Clay really did announce his decision to become a Muslim soon after his fight, though according to the New York Times, that happened a few days later, and not the very next day, as we see in the film. The throughline of Malcolm X’s decision to leave the Nation of Islam, and the threats he received from the organization because of that, is also true: Malcolm X was eventually shot and killed by a member of the Nation in New York City, one year later. Tragically, Sam Cooke was also shot and killed less than a year later, by a motel manager who claimed to be acting in self-defense, but whose account was heavily disputed.

A few months after that night in Miami, Cooke released a live album, Sam Cooke at the Copa. According to Slate, he did in fact sing “A Change Is Gonna Come” on The Tonight Show, as shown in the movie, but the recording has been lost. However, that same Slate article points out that Bob Dylan’s version of “Blowin’ in the Wind” had not yet been released by February 25, 1964, and also takes issue with the misleading notion that Cooke had not yet been political before that Tonight Show appearance.

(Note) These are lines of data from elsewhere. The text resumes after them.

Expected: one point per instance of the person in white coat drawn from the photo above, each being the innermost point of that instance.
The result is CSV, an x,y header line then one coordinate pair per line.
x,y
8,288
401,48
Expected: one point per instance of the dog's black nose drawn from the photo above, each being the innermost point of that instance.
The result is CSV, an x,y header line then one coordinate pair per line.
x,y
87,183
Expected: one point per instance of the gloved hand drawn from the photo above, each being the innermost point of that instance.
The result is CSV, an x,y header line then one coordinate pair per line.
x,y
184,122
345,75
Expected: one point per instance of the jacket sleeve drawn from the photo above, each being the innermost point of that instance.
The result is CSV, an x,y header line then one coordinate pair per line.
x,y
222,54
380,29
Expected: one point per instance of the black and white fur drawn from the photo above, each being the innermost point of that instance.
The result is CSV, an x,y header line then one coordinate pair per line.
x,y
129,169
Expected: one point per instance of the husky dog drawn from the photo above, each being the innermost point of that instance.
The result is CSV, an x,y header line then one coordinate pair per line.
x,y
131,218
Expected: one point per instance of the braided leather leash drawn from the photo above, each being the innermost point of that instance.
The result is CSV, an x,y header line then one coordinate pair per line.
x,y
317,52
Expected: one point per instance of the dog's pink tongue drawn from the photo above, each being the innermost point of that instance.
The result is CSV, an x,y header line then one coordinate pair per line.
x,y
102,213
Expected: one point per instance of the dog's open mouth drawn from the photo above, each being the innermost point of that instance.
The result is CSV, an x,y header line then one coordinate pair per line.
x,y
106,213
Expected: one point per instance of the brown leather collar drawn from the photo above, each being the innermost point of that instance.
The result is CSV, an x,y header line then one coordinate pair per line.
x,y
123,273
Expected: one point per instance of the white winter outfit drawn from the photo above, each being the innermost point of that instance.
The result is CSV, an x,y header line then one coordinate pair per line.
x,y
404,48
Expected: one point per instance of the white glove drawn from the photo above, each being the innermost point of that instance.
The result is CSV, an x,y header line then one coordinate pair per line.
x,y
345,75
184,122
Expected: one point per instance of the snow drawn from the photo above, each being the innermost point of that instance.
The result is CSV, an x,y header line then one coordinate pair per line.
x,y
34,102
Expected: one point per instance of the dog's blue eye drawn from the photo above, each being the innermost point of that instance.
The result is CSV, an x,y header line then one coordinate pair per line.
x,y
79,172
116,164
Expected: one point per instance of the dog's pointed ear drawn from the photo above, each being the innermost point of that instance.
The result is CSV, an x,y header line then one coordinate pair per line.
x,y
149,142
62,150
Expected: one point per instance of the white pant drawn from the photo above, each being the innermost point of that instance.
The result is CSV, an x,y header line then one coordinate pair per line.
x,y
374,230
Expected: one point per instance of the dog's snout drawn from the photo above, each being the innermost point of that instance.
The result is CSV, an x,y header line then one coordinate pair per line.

“The movie has to mischaracterize Cooke’s previous career in order to make ‘Change’ seem like a bigger leap than it was,” writes Jack Hamilton. “For starters, the two recordings of Cooke’s that Malcolm plays are the aforementioned ‘You Send Me’ and Cooke’s version of ‘For Sentimental Reasons,’ both of which were recorded in 1957, seven years prior to the events of the film.”

So, not everything in One Night In Miami is based on facts. Still, it’s a great watch; an opportunity to spend an imagined two hours with four historic figures. Until someone figures out time travel, that experience is never going to be completely accurate.